Feasibility of Burned Forest Classification and Biomass Burning Emission Estimation Using ICESat-2 Data
Abstract
Climate change induces environmental concerns such as rising temperatures, increasing droughts, and more fires. The risk of large fires has increased over the past decades, causing threats to forest growth and biosphere sustainability. Rapid release of carbon dioxide during fire events contributes to atmospheric carbon accumulation and global warming, especially when combined with deforestation. To evaluate the effect of fire on forest ecosystems and climate, it is crucial to accurately classify burned regions and estimate the amount of fire induced carbon emissions. Remote sensing data have been employed extensively in landscape monitoring and Earth observation. The newly launched mission, Ice, Cloud, and land Elevation Satellite-2 (ICESat-2), provides photon counting light detection and ranging (LiDAR) data with high spatial resolution and dense samples along-track, offering new opportunities for measuring three-dimensional (3D) forest structure and detecting fire disturbance.

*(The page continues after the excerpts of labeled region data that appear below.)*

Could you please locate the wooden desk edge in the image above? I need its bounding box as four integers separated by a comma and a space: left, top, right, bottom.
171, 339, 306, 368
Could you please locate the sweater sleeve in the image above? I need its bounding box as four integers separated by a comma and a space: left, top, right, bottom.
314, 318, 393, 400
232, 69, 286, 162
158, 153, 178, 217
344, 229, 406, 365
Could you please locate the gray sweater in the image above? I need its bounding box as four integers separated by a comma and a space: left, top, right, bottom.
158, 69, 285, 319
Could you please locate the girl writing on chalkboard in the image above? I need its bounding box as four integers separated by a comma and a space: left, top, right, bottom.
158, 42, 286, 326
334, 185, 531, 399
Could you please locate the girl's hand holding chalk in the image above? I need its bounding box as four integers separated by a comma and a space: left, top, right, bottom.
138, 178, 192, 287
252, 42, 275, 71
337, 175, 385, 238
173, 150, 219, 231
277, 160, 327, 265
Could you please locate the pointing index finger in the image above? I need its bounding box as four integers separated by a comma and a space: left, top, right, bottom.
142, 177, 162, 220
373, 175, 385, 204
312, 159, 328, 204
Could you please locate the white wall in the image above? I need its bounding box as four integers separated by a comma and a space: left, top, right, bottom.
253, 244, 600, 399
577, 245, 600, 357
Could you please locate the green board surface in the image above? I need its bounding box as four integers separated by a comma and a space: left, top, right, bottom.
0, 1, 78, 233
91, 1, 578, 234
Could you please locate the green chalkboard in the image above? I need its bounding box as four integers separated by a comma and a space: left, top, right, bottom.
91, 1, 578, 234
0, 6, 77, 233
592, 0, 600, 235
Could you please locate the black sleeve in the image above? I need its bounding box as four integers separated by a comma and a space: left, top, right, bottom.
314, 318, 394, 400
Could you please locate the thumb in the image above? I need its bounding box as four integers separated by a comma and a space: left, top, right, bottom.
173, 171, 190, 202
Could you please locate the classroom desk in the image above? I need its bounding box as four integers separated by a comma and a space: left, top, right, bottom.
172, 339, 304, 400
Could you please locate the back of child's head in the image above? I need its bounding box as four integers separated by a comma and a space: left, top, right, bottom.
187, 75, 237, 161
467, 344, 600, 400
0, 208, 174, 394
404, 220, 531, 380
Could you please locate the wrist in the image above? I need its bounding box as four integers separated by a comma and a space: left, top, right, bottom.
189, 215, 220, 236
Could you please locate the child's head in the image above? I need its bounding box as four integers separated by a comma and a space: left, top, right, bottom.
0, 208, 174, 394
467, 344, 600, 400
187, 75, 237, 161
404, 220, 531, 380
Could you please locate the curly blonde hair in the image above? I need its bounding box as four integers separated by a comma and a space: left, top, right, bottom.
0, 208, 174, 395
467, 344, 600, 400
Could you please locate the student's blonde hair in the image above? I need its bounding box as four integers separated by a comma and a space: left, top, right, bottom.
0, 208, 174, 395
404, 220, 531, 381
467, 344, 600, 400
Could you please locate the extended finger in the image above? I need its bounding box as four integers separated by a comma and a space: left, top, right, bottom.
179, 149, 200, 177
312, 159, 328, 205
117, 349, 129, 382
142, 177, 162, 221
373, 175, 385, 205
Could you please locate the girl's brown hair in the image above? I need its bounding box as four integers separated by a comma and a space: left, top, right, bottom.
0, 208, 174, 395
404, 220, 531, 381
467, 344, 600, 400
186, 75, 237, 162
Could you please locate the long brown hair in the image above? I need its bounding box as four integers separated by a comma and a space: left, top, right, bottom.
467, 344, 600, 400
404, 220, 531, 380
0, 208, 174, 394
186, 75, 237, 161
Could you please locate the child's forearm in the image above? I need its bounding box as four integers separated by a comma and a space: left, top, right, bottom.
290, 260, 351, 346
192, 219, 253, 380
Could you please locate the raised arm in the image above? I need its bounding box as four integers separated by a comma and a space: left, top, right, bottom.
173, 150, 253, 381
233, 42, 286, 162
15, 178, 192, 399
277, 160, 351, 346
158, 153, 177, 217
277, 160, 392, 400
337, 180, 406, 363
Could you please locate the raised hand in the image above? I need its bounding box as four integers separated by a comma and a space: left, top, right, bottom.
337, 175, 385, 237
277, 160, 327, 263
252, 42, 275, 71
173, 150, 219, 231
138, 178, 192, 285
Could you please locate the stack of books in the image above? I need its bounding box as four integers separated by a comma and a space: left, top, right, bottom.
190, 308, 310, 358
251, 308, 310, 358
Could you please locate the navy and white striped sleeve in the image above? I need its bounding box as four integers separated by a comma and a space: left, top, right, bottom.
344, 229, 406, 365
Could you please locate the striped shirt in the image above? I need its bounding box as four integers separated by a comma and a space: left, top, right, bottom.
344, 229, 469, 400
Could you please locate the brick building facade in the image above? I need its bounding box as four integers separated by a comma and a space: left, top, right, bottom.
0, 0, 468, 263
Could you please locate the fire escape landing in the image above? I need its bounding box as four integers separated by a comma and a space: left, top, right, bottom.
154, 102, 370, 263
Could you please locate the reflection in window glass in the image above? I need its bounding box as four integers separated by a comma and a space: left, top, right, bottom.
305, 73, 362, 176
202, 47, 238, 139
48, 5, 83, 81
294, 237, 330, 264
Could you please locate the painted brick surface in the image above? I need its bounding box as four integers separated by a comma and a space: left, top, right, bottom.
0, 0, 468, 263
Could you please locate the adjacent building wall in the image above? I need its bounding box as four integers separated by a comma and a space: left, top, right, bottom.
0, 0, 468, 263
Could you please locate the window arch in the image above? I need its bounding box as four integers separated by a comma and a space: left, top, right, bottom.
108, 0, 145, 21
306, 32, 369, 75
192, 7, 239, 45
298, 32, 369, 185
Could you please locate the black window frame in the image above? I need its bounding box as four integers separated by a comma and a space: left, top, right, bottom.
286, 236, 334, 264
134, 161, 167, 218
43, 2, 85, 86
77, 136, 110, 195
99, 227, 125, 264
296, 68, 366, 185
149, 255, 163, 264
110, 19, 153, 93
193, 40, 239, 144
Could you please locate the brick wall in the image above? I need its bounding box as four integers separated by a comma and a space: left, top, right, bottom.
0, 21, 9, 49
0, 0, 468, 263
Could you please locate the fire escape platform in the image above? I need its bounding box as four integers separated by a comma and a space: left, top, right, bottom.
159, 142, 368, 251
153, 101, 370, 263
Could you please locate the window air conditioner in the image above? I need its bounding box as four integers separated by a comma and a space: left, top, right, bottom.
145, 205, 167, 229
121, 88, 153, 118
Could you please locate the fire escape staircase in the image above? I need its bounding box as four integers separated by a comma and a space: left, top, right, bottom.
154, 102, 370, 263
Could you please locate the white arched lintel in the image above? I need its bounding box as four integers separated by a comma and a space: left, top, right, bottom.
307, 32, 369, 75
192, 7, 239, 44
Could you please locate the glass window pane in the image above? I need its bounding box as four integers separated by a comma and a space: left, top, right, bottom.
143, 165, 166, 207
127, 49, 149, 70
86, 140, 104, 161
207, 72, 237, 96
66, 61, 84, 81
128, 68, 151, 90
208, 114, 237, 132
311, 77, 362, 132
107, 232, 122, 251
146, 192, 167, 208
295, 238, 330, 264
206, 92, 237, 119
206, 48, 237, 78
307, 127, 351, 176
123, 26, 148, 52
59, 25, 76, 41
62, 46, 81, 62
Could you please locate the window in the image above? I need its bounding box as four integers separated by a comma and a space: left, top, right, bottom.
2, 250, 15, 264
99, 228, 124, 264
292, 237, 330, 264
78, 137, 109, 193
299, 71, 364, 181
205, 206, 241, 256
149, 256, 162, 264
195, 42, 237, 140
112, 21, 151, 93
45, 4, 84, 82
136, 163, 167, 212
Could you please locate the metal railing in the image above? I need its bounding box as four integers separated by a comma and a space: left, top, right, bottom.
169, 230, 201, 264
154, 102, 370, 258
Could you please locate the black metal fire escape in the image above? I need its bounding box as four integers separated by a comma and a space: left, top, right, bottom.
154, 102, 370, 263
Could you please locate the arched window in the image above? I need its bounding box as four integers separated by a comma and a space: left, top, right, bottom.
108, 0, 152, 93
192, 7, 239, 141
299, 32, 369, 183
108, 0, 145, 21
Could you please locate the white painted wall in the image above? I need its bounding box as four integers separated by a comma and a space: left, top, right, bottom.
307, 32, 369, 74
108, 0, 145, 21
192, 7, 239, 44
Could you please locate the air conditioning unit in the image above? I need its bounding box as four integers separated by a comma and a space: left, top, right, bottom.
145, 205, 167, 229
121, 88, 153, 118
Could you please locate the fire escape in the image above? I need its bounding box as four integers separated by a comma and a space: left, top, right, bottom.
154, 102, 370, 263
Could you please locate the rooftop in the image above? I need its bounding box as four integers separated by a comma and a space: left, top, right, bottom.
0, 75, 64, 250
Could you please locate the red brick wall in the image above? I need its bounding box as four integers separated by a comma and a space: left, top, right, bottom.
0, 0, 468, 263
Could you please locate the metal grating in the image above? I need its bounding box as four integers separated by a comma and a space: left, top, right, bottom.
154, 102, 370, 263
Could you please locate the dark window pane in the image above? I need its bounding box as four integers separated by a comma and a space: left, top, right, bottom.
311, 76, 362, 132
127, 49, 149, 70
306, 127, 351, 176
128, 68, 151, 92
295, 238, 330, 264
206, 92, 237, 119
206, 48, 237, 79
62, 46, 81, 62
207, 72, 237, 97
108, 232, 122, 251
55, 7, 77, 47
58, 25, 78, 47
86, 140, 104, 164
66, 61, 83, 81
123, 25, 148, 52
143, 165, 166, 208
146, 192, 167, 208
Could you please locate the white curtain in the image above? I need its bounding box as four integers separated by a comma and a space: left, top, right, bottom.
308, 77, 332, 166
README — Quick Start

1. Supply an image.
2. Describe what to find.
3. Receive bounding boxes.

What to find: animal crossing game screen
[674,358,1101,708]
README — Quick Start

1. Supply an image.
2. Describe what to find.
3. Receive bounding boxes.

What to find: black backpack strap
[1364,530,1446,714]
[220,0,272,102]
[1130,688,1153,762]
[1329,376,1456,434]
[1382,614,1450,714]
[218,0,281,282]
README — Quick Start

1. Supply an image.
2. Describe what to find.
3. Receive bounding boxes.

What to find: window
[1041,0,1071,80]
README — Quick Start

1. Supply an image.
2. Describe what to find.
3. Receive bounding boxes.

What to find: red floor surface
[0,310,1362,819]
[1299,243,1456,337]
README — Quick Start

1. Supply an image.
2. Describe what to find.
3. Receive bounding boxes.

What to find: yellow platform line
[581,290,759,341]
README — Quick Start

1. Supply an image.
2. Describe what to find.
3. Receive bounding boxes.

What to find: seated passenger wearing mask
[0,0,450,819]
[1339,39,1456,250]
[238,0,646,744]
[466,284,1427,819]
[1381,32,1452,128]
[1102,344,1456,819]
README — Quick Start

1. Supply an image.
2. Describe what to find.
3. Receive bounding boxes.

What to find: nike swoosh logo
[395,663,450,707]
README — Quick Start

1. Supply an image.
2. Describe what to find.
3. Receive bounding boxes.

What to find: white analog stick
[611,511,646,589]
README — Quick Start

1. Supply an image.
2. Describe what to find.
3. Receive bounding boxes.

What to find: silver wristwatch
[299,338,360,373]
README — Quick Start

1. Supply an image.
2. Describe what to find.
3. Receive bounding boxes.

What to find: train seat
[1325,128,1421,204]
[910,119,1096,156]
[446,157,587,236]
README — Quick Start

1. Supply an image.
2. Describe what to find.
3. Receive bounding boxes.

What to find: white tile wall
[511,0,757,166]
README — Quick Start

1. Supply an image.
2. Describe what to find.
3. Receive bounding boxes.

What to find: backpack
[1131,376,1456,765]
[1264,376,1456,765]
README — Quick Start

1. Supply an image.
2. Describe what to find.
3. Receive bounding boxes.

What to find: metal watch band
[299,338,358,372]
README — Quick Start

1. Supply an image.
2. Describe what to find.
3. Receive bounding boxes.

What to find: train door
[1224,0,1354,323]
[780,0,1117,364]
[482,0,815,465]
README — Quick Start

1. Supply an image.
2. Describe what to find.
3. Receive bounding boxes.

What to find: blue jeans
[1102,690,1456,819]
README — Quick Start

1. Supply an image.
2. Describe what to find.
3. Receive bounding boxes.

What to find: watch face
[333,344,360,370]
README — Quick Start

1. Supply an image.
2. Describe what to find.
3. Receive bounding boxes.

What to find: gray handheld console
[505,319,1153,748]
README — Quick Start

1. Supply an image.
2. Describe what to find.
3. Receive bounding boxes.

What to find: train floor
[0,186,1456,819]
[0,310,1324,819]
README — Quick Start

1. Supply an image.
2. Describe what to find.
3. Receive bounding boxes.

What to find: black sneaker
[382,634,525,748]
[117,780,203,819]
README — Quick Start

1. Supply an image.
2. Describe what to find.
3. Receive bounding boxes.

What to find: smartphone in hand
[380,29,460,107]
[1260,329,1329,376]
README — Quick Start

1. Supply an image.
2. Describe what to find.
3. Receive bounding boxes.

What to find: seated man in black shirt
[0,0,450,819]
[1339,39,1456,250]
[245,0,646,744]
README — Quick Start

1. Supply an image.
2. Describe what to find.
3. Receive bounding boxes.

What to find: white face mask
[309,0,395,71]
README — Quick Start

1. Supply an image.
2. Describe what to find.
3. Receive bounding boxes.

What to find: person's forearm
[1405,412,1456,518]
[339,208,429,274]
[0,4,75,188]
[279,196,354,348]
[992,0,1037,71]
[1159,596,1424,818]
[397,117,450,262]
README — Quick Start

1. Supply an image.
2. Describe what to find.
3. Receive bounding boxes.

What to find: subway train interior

This research focuses on analyzing the feasibility of using ICESat-2 data to classify burned forests and evaluate biomass burning emissions of large wildfires. The main objectives are: 1) investigating the feasibility of classifying burned forest with ICESat-2 data; 2) analyzing the scale effects of segment length on burned forest classification when using ICESat-2 data; 3) estimating fire caused carbon emissions by integrating ICESat-2, Landsat 8, and Sentinel-1 data. Based on the analysis, the accuracy of burned forest classification reached 83% with the Random Forest model using ICESat-2 Land and Vegetation Height product (ATL08). Segment length was found to significantly influence the canopy structure measurements. Additionally, the classification accuracy of burned forest increases along with coarser spatial resolution and saturates at 100m segment length. For carbon emissions, a hierarchy model was established and employed to estimate consumed biomass as well as biomass burning emissions. Forests have the highest biomass burning emissions, 30.59 Mg ha-1, which is approximately twice and six times the emissions from shrubs and grasses, respectively. This study highlights the merit of adopting ICESat-2 photon counting data for fire mapping and biomass burning emission estimation, opening an avenue for accurate forest disturbance and carbon dynamics monitoring as well as climate change mitigation.
Citation
Liu, Meng (2022). Feasibility of Burned Forest Classification and Biomass Burning Emission Estimation Using ICESat-2 Data. Doctoral dissertation, Texas A&M University. Available electronically from https : / /hdl .handle .net /1969 .1 /197211.